I don't have a circle in New York, besides two skater brother best friends. (Hey Jones, Hey Domo.) They be all I need though, so I still be good but even still - after 5 months of living in NYC, I still don't feel adjusted. The best thing about NYC is my job, where things feel productive, and creative. But still, the calls come; My father needs money in Africa. My mother needs assistance in Texas and I can't be there. I'm never there, Ive been chasing dreams for the past 10 years. My grandma is getting older and I can't see her as much. Losing team members. Losing friends. When I'm going through something, I tend to retreat into my shell. It effects my work, which I genuinely hate so much. Some days are a lil tough to just get out of bed.
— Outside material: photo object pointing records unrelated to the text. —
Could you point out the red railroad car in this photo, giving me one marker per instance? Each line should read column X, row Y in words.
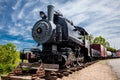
column 118, row 53
column 100, row 48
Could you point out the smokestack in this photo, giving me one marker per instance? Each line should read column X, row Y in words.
column 50, row 12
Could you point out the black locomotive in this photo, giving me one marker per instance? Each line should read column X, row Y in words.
column 61, row 41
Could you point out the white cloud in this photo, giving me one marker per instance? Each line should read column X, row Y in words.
column 12, row 41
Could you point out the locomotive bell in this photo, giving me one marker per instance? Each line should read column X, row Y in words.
column 50, row 12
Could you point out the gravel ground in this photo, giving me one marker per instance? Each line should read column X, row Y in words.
column 97, row 71
column 102, row 70
column 115, row 66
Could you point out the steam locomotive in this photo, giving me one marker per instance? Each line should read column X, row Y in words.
column 62, row 42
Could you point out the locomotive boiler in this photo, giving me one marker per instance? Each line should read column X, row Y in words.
column 62, row 42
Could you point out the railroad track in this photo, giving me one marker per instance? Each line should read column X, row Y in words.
column 49, row 75
column 53, row 75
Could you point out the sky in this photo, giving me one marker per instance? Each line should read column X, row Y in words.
column 98, row 17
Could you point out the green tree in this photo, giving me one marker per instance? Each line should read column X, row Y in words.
column 101, row 40
column 8, row 57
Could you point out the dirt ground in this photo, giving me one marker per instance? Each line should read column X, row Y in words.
column 97, row 71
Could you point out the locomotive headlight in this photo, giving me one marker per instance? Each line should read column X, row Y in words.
column 42, row 15
column 42, row 31
column 39, row 30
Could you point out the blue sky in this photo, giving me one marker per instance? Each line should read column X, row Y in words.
column 98, row 17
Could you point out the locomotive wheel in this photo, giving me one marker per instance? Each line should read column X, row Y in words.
column 74, row 64
column 79, row 63
column 68, row 66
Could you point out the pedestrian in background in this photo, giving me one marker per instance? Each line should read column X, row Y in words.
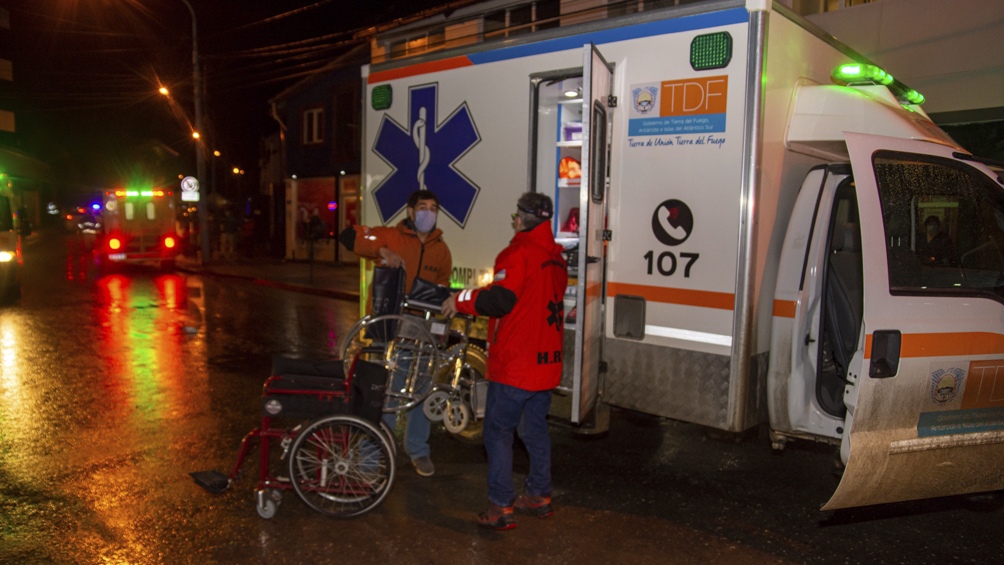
column 228, row 235
column 525, row 340
column 417, row 245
Some days I feel like a failure. Some says I feel like the man. Ive been thinking "Will Dave think Im doing enough?", thinking "Will I lose the best job Ive ever had in my life? My dream job.", "Will I get resigned in October?" I try not to worry about it so much, as this job means so much to me.
But then I realize, I'm only human. Im only one person. I can only stretch myself so much. I really do try to focus on only me, and my ambitions. But then family stuff comes in. Friend stuff comes in. Relationship stuff comes in. Social Life comes in. Wants and needs come in. But I keep telling myself "You're so lucky." I keep telling myself, "People would kill to be where you are." I feel like I can't even focus on my other passions; music, art, acting and fashion. Because Im too busy trying to prove to myself that I have to work harder at what is actually paying the bills right now, which is Barstool. It's the job I prayed for, for so long. And Its Mine.
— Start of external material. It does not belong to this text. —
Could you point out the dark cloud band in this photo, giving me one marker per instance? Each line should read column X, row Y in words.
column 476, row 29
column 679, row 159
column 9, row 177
I try so hard to pray away the self doubt and fight against the semi- depression that sometimes pops into my head (Thank you Barstool for providing "Better Help). It's usually just me, against me. My thoughts, my expectations, my wants, my future. I try so hard to be that girl I know I can be, that big break-out star, the one that will make Dave and Erika so proud.
Sometimes my paranoia makes me believe that Dave could even slightly believe he might have made a mistake by hiring me 5 months ago. Lord knows bringing the first black woman content creator to Barstool, is a whammy in its self, even if we have several years of a history/friendship. He knows Im no Tik Tok star, and also completely different from Barstool once was. (W/ MDWOG, Mircodosing, etc, I can't say Barstool is the same as before, anymore, ever again.) But even at other times, I can even start to worry over how much money Im making the company. Am I? Will that really matter to Dave & Erika since they know Im new to the company? I know my potential but it feels close enough to reach, but too far away to touch. I know Im doing okay for myself and Im working really hard at my podcast and my brand, but am I really breaking ground? .
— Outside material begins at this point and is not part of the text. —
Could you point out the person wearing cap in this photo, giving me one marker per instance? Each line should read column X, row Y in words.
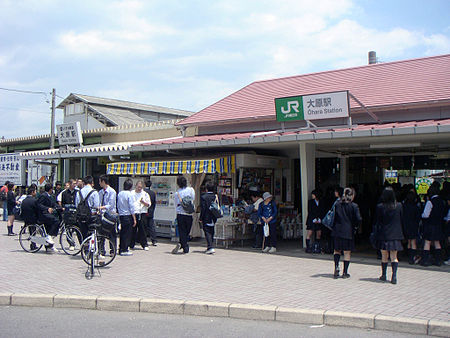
column 267, row 212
Its hard not to feel small in this star-studded company, and although I know I bring something different to Barstool, and that The Tiko Ten is a truly good show, and has had some amazing guests, bigger stars I woulda even imagined. It has so much potential to grow big and get better. But still at times, I can't stop thinking… "Is it enough?". And I guess, that's the question that we all think. I vow to myself that I'm going to get better at being consistent with my blogs, because this is a safe place for me. And we all need a safe place. I just wanted to write this blog to tell you to keep going, keep fighting, and keep dreaming. Because that's what make champions. We lose, We lose, we lose, and then we win, and we win big. Good people win in the end. At least that's what I keep telling myself. And i'll keep going, keep fighting, keep dreaming… until the Victory is mine.
I love you Tiko Gang. and ill always ride out with y'all anywhere, anytime. Cuz baby, We in this shit 4L. and one day, it'll all make perfect sense. Even if that day isn't today. There's so much to be grateful for, just take the time to smell the flowers. Because in the famous words of 'Ye "People never get their flowers, while they can still smell them."